Je n’ai pas eu le temps de réellement voir la personne cachée derrière le comptoir. A peine une silhouette furtive. Une femme, seule chose dont je suis sûr. Une femme avec une tignasse ébène. Je sors alors mon couteau de chasse, regardant chaque recoin de la pièce. Premièrement, vérifiez qu’elle soit seule. Deuxième chose, elle dit être armée, donc vérifier ses dires. Et dernièrement, lui demander de se taire pour que je puisse réfléchir ! Car moi qui est normalement très vif dans ce genre de situation, juste porté par l’intuition et l’impulsivité, là, je suis un peu plus lent, plus massif dans mes mouvements et cela dû à cette foutue fièvre qui me terrasse depuis maintenant bien trop longtemps ! Je rigole à sa dernière phrase, tenant mon couteau de manière à la planter au premier geste brusque de sa part  « T’aimerais bien hein ! » Si j’étais infecté, elle croit peut être qu’une fois mort, sans plus aucun réflexe humain et fourbe, elle aurait plus facile à me tuer, mais non…. Si c’était le cas, j’aurais plutôt plus rien à perdre et je lui sauterais dessus juste pour avoir le plaisir de ne pas être le seul à approcher la grande faucheuse !

J’avance à pas de loup, je tente de ne pas faire de  bruit pour ne pas l’alerter et qu’elle ne comprenne pas que je serai bientôt à son niveau. La prendre par surprise ! Pour cacher mes pas, je lui dis dans un murmure, juste pour qu’elle se concentre sur ma voix plutôt que mes pas qui claquent le sol de manière presque inaudible maintenant « Si tu as une arme pourquoi te cacher ? » C ‘est vrai ça ? Peut être ne sait-elle pas s’en servir, peut-être n’a-t-elle jamais tué d’humain encore vivant ! Peut être pire encore, peut être fait elle partie de ces idiots qui croient qu’un infecté est toujours là, dans le fond de sa caboche qui ressemble plus à de la bouillie qu’à ce qui s’appelait cerveau avant  ! Je sourie, tout du long de cette présumée conversation entre deux personnes qui n’ont plus rien de bienveillantes.

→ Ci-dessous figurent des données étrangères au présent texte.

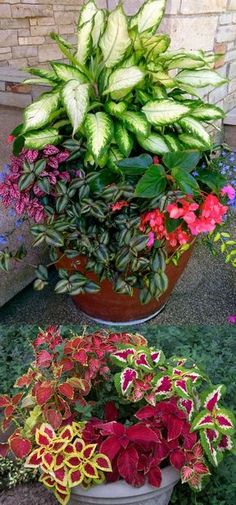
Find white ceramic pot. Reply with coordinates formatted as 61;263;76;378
69;466;179;505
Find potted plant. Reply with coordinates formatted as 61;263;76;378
0;0;235;323
0;327;235;505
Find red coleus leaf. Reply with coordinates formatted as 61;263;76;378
117;447;138;485
10;436;32;459
148;466;162;487
126;423;159;442
44;408;62;430
35;381;53;406
58;382;74;400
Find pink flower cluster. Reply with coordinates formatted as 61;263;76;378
0;145;70;223
140;194;228;247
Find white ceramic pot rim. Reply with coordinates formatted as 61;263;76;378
72;466;180;500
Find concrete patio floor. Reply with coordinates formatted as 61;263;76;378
0;107;236;325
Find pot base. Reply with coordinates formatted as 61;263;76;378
82;303;166;326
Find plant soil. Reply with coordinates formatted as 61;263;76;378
0;483;58;505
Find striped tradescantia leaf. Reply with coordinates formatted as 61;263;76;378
121;111;150;137
114;123;133;157
62;79;89;135
76;20;94;65
24;91;60;132
191;104;225;121
92;10;106;47
175;69;227;88
84;112;113;161
103;66;145;95
24;128;62;149
178;116;211;147
137;133;170;154
51;62;87;84
78;0;98;27
137;0;166;33
100;6;131;68
142;100;189;126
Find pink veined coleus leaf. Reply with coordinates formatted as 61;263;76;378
120;368;138;395
203;386;222;412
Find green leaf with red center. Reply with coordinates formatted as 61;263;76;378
154;375;172;397
215;409;235;435
10;436;32;459
202;385;225;412
68;468;84;487
178;398;194;421
192;409;215;430
111;347;135;367
58;382;74;400
93;454;112;472
115;367;138;395
25;449;42;468
82;461;98;479
35;381;54;406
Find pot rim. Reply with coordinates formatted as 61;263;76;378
71;466;180;500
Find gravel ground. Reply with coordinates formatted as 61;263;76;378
0;484;58;505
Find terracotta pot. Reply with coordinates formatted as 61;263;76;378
57;249;192;325
69;466;179;505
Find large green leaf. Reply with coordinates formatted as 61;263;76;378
175;69;227;88
92;10;106;48
114;123;133;156
178;116;211;148
121;110;149;137
142;100;189;126
137;0;166;33
163;151;201;172
76;20;93;65
103;66;145;95
100;6;131;68
135;165;167;198
191;104;225;121
78;0;98;27
62;79;89;135
24;128;62;149
171;167;200;195
137;133;170;154
24;91;60;132
84;112;113;161
51;62;88;84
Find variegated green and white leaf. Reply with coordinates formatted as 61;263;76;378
62;79;89;135
191;104;225;121
121;111;150;137
114;123;133;157
24;91;60;132
100;6;131;68
137;0;166;33
142;100;189;126
76;20;93;65
84;112;113;161
179;133;206;151
103;66;145;95
24;128;62;149
51;62;88;84
178;116;211;147
175;69;227;88
105;101;127;118
78;0;98;27
137;133;170;154
92;10;106;47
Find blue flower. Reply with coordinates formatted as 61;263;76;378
0;235;8;245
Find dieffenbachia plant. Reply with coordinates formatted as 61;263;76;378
14;0;226;159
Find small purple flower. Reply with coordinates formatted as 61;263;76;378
0;235;8;245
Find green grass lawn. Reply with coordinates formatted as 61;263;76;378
0;325;236;505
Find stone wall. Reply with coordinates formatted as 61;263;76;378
0;0;236;112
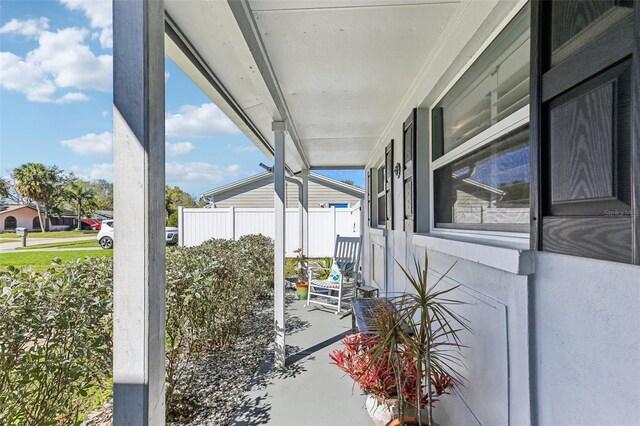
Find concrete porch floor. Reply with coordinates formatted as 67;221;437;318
229;297;372;426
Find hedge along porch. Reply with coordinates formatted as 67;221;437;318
114;0;640;424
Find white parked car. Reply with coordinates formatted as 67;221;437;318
96;219;178;249
96;220;113;249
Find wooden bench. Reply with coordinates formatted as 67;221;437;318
351;297;393;334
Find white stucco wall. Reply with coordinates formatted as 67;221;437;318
363;2;640;426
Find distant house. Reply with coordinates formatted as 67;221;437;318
0;204;76;232
203;172;364;208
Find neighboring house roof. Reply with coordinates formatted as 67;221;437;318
0;204;36;214
202;172;364;198
462;178;504;196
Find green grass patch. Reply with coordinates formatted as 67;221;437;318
0;229;98;240
0;249;113;272
16;240;100;250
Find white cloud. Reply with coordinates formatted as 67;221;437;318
165;162;240;184
0;18;113;104
54;92;89;104
26;28;113;92
227;144;258;153
164;142;195;156
60;132;113;155
0;17;49;37
0;52;57;102
71;163;113;181
60;0;113;49
165;103;240;138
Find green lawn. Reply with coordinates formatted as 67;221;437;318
0;249;113;272
0;229;98;240
16;240;100;250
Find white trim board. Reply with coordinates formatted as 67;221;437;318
411;234;535;275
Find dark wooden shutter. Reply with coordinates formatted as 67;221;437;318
531;0;640;264
367;169;376;228
384;139;393;229
402;109;418;232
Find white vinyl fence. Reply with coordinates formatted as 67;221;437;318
178;207;361;257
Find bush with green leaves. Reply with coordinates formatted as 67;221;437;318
0;235;273;425
0;258;112;425
166;235;273;414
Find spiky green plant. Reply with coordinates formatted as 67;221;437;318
362;253;471;425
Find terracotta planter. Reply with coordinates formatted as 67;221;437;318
365;395;439;426
365;395;398;426
296;282;309;300
386;416;439;426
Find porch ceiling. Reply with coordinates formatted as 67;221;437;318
166;0;459;171
250;0;457;167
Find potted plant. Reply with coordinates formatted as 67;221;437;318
331;256;470;425
293;248;309;300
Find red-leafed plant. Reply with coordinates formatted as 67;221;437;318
330;256;470;424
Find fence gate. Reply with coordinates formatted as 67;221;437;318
178;207;361;257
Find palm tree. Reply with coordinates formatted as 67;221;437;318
67;180;96;230
13;163;60;232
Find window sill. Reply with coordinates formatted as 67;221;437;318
412;234;535;275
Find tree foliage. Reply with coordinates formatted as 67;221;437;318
0;178;11;199
66;176;96;229
87;179;113;210
12;163;65;232
164;185;198;226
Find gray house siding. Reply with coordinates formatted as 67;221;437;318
212;177;363;208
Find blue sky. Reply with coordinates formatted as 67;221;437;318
0;0;364;195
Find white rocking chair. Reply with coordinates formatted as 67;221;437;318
305;235;362;315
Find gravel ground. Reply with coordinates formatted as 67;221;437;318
85;291;308;426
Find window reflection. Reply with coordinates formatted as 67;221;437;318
435;126;531;231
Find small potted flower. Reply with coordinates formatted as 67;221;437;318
293;248;309;300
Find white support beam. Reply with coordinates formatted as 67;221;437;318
272;121;287;368
301;169;309;256
113;0;165;426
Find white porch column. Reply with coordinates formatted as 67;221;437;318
113;0;165;426
272;121;287;368
301;169;309;256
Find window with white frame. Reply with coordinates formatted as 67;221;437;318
431;4;530;232
376;163;387;227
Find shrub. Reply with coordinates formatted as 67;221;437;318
0;235;273;425
167;211;178;227
0;258;112;425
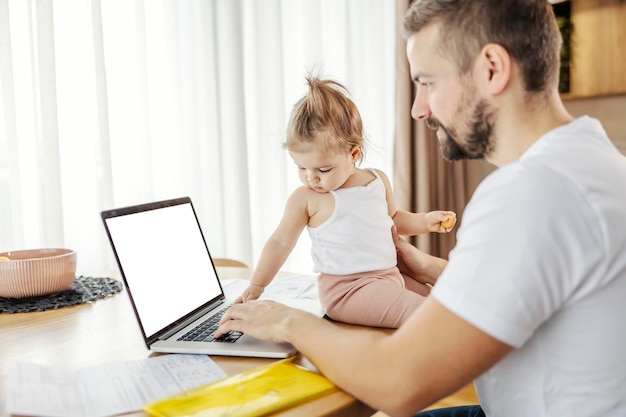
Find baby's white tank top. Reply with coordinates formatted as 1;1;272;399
307;169;396;275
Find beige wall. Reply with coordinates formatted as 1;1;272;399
563;94;626;155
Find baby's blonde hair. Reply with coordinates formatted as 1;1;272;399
283;75;364;162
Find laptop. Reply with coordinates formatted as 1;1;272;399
101;197;310;358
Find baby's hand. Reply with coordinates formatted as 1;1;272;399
426;211;456;233
234;284;265;304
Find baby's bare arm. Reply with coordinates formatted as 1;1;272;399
235;187;309;303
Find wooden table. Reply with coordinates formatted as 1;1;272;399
0;267;375;417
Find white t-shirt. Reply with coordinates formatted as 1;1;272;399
432;117;626;417
307;169;397;275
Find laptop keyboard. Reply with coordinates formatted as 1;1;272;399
178;306;243;343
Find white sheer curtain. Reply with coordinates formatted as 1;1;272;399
0;0;396;275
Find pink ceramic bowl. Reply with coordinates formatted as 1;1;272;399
0;249;76;298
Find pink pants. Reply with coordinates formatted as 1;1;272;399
317;267;429;328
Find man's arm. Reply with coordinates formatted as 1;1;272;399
216;297;511;416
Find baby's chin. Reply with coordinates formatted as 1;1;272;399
309;186;329;194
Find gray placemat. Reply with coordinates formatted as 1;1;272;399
0;276;122;313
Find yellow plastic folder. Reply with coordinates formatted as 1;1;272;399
143;358;337;417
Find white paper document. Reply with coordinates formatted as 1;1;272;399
222;274;318;301
7;354;226;417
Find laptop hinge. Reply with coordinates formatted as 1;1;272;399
158;299;224;340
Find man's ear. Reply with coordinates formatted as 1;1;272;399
350;145;361;164
480;43;512;95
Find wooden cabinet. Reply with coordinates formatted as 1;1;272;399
569;0;626;97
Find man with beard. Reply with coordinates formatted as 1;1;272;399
217;0;626;417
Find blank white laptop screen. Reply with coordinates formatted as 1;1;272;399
106;203;222;337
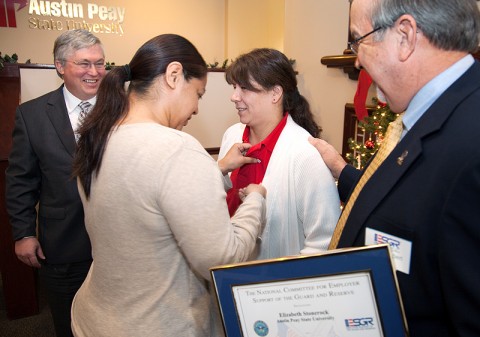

Je m’accroupis alors de l’autre côté du comptoir où elle se trouve et j’écoute chaque bruit, j’essaie de comprendre ce qu’il se passe, ce qu’elle fait et peut être trouver un moyen de la dépouiller de ce qu’il lui reste sur elle. Si elle est toubib, elle a peut être de quoi me soigner non ? Je plisse un peu les yeux alors que je réfléchis et surtout, je passe mes indexs et majeurs au niveau de mes tempes qui font hyper mal !

« Tu connais le troc ou bien tu es du genre princesse à tout avoir en claquant des doigts. Parce qu’on peut voir pour troquer des choses dont on a besoin… Toi ta sortie d’ici sans aucun problème d’aucune sorte, moi j’ai besoin de médocs pour faire baisser la fièvre, je suis sur que tu dois en avoir ! » Je viens de trahir ma position alors je finis par me lever, par tenir le couteau sous la coupe du comptoir pour ne pas me dévoiler totalement et je la regarde de haut ! Attendant ainsi une réaction, une parole, un geste de sa part ! La regardant dans les yeux, prêt à agir si je le peux ! Un sourire toujours collé aux lèvres.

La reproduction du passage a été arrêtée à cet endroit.